1979 yılı ara seçimleri için yurt gezisinde iken...
Kalabalığı “ısıtmak” için önce natıkası kuvvetli biri kürsüde nutuk atıyor...
İktidarda malum, Milliyetçi Cephe var.
Yani, o günlerdeki ifadesiyle “zam zulüm işkence” dönemi.
Bir kamyonun kasasına oturtulmuş kürsüdeki yerel hatip haykırıyor:
“Artık yeter! Yarın sandığa gideceksiniz. Sandıkta bu MeCe’ye kol saati göstereceksiniz!
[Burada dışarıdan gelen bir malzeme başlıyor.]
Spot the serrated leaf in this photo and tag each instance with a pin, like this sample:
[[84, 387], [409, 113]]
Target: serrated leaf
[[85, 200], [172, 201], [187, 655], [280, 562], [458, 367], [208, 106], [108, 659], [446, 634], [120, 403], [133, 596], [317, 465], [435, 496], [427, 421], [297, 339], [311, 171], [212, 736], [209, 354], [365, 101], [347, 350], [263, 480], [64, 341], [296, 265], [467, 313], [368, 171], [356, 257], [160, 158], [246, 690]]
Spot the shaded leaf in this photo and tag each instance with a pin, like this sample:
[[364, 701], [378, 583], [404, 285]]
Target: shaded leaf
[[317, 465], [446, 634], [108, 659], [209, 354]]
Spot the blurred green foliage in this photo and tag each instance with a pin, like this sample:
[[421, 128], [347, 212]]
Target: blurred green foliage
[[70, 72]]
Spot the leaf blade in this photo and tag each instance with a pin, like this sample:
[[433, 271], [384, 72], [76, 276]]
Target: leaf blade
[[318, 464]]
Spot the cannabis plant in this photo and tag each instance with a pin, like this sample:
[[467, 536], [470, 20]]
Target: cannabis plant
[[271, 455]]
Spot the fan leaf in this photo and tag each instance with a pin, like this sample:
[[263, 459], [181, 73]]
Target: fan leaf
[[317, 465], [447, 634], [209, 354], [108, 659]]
Kol saati göstereceksiniz!”
Alan alkıştan, gürültüden yıkılıyor...
Ecevit söylenenleri pek kavrayamadığı için yanındaki Turan Güneş’e soruyor:
“MC kol saati mi dağıtacakmış?”
Turan Güneş’in yanıtının ne olduğu ve konuyu Ecevit’e nasıl izah ettiğiyle ilgili rivayet muhtelif...

***

Türkiye örtülü, yeni bir “zam zulüm işkence” dönemi yaşıyor.
Önümüzde, 10 yılı belirleyecek çok önemli bir seçim var.
Rastlantıya bakın ki “kol saati” kendiliğinden gündeme gelip oturdu.
Bunda bir hayır olmalı.
Ayakkabı kutusu taşımak zor.
Ama kol saati göstermenin pratik imkânını halkımız mutlaka kullanmalı. 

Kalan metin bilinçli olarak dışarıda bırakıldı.